When preparing a particular chapter or section, I’ll often double back and read all three of the guides noted here again, weaving together the advice given alongside my own notes from the source book.
Powerscore RPG’s Guide by Sean McGovern
Sean has a number of guides, both on his blog as well as published on DMs Guild, for each (or at least most) of the D&D hardcover campaigns. His Strahd guide offers great advice on “connecting the dots” between the somewhat disjointed chapters (because chapters are divided by location and somewhat out-of-order, it’s up to the DM and the players to find the through-line), and general advice on everything from what pages of the DMG you’ll find what you need for a trap or a treasure, to specific suggestions on how and when to introduce the party to Strahd von Zarovich. This was one of the first guides I found and read, and it was the best overview on how
/r/DMAcadEMY, /r/DnDBehindTheScreen, /R/CurseOfStrahd, and other D&D Subreddits, With Special Attention to “What I Have Learned from Running Curse of Strahd Twice”
There are a number of D&D subreddits on Reddit. I want to draw particular attention to an excellent series of twenty posts by the user /u/paintraina, starting with a guide to Death House, and covering nearly every chapter, sometimes across multiple posts. On top of the posts’ excellent suggestions, you’ll also find more gems in the dialogue and disagreements that stem from any conversational forum. Most of the posts are crosslinked to each other, so you can jump between sections. At the time of writing, the final(?) post on running the final encounter doesn’t seem to be linked on the other posts.

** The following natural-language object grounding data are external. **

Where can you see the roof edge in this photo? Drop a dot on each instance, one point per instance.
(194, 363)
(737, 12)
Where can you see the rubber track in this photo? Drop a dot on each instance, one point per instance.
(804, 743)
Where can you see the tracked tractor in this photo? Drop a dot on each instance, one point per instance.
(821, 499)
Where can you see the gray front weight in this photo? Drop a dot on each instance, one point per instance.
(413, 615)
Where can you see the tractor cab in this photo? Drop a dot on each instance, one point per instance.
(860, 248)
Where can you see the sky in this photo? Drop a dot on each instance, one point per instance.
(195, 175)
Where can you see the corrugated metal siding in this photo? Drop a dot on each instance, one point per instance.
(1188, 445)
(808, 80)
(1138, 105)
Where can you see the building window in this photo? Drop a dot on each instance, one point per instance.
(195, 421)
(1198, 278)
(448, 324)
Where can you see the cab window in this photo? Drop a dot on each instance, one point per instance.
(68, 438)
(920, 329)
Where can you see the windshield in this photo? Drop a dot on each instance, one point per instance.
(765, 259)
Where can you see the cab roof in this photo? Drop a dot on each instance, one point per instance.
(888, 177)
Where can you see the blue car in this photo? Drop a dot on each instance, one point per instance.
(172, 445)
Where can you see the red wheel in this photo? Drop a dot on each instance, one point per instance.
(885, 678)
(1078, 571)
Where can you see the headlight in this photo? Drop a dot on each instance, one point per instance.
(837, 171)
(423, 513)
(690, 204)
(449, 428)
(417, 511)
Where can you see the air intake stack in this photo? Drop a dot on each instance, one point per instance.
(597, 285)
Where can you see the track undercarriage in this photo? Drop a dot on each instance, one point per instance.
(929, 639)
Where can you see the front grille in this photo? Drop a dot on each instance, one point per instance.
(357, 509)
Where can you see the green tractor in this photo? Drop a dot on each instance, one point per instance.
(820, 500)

/r/CurseOfStrahd hadn’t really pick up (or at least, I hadn’t discovered it yet) until after I was close to the end of the campaign, but there are a ton of great resources, write-ups, and alternatives from DMs that really dive into fleshing out Barovia and its inhabitants. One of my favorites was a post on adding more depth to the Tome of Strahd, and turning it into a more helpful magic item than the one-off lore dump that the hardcover gives us. I thought this dovetailed nicely with my own Tome of Strahd reading additions, and would definitely incorporate into another run of the campaign.
Elven Tower’s Guide by Derek Ruiz
Like Powerscore RPG, Elven Tower’s guide is available both on the website, divided by chapter, as well as a PDF on DMs Guild. I actually hadn’t encountered Derek’s guide until I was already running the campaign, and I wish I’d discovered/read through some of his material before then— For example, Yester Hill. Yester Hill is enormous, and get the scale and elevation changes of the the map across to the players can be difficult. Elven Tower’s post breaking down Yester Hill includes an elevation to accompany your map, which does wonders to clarify the hill’s terrain almost immediately. Yester Hill’s session was not a disaster, per say (Yester Hill’s session could be a post in and of itself), but I do not think I ran the encounter particularly well, and ultimately required considerably better preparation on my part than what my party ultimately got.
One of my favorite additions from Elven Tower is a collection of short speeches from each of the Amber Temple’s vestiges to try and seduce the party members. I used the vestiges’ quotes almost verbatem when it was time for the party to visit the Amber Temple, and I was quite happy with how everything came together (or fell apart) for them when they got there.
Sly Flourish’s Guide to Curse of Strahd
Mike Shea’s guide to Curse of Strahd does not dive into chapter-specific detail the way these other three guides do, but offers a lot of good general advice for a successful Barovian campaign. He does have an article exclusively dedicated to running Death House, Curse of Strahd‘s optional introduction for fast-tracking the players up from level one to three in a couple sessions. Among the resources is included a great pdf of all the letter handouts the players will encounter across Barovia for easy printing which I loved, but got caught offgaurd— the Tome of Strahd document differs slightly from the text in the source material, which I did not notice when I skimmed the letters (this seems to be a bit of a trend for me), and only discovered when it was read out loud at the table for the first time.
Sly Flourish’s guide is an excellent resource for figuring out how to play the character of Curse of Strahd, and especially von Zarovich himself.